Heather Broderick

Three life lessons I learned from being lonely

holiday, woman, alone

The only time in my life that I felt so lonely that I cried a lot, missed home, called home all the time and considered giving up on my dreams, was my first year in France.

Not only did I not have the confidence to fully throw myself into speaking French (even after doing it for 6 years at school and 2 years at university), but I was living inside the gates of a school building, in a tiny village in Normandy, with no one around after 4pm.
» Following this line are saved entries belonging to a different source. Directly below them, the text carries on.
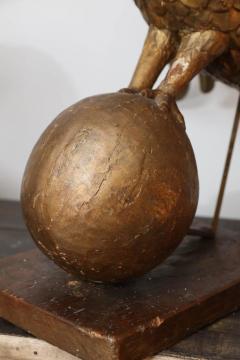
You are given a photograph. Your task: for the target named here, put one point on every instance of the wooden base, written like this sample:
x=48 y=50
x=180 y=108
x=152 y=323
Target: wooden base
x=199 y=283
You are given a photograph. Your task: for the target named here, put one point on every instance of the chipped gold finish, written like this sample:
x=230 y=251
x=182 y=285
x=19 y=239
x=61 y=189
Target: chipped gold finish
x=207 y=34
x=111 y=187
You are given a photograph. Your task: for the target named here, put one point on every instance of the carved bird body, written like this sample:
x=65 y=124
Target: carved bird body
x=192 y=35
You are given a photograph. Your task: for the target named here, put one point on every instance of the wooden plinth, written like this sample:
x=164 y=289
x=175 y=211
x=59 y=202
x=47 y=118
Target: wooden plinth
x=199 y=283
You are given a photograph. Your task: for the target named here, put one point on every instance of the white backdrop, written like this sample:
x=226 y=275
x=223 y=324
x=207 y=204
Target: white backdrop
x=55 y=52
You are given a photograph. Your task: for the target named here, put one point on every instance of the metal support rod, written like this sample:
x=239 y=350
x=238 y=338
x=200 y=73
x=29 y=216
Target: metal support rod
x=217 y=212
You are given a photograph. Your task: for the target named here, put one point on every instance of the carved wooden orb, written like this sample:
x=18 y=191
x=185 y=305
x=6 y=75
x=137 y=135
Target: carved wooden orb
x=111 y=187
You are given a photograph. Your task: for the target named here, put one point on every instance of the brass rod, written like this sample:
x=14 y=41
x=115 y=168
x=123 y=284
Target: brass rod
x=218 y=207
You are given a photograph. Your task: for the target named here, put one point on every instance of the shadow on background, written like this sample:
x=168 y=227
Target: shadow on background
x=33 y=90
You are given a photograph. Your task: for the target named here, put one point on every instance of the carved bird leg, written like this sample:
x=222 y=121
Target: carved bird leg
x=158 y=48
x=195 y=52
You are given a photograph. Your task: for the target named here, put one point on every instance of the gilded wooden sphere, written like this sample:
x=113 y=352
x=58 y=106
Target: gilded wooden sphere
x=111 y=186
This was in the days before mobile phones, so my landline was my savior and I spent all my money on my phone bill, calling friends from home and writing letters to everyone in my family. The lady in the post office used to always laugh when I went there to buy stamps for all my letters each week.

I spent my time painting the contents of my tiny room, listening to French CDs and watching dubbed retro films to learn French better. But none of that took away from the emptiness of feeling like you have no one around.  It is a very lonely place to be when you feel you have no one around to talk to, no one who knows you and no one to understand what you are going through.

One major factor of being an expat, which is not talked about so often, is this possibility that moving abroad may not be the glamour and riches that you move away for, and that it can actually be a very lonely place, wherever you are. To others on social media, it may look like life is amazing and you are living the dream, but when the door closes after work each day, it can be a whole different ball game.

It does not matter if you have moved with a partner, have met a huge group of people to socialize with or you came alone, it is possible to feel lonely among others. Not having meaningful connections with people, or feeling like no one knows you can be a very difficult place to be and sometimes all we need is one friend to help us feel more settled or at home.

Everyone in life seeks acceptance and to feel like there is no one to accept you, is a horrible feeling. You can either see it through and hope things improve, or there is always the choice to return home or move to another country.

Here are my three life lessons that loneliness taught me:

  1. I now LOVE being on my own – I appreciate time alone and sometimes crave it. I love the peace and quiet and having no noise around and know that it is good to be an introvert.
  2. I appreciate my own company – I now am equipped with things to occupy my time (painting, crafts, running, journaling, calling people, listening to music, clearing out, reading and learning) and am happy to do these in peace without the company of others
  3. I am always grateful for having people around when I choose to spend time with people – the thing about loneliness is that it is not a choice. Being able to choose to have people around is something I have a new-found appreciation for, as I know what it is like to not have that choice.

One of the hardest things about loneliness is when you DO have people around but still feel alone. This is common among expats who cannot find friends with anything in common, are seeking a partner and cannot find one suitable, or are in marriages where they do not feel appreciated or understood. We cannot judge loneliness and cannot decide who is allowed to feel or not feel lonely.

As much as loneliness can teach you a lot about yourself, it is much better to avoid it than have to experience it. However, if you have to go through this, ironically – know you are not alone and fall back on the ones who love you to get you through it. You never know the good a hug from your mum or your best friend can do, when you feel so alone.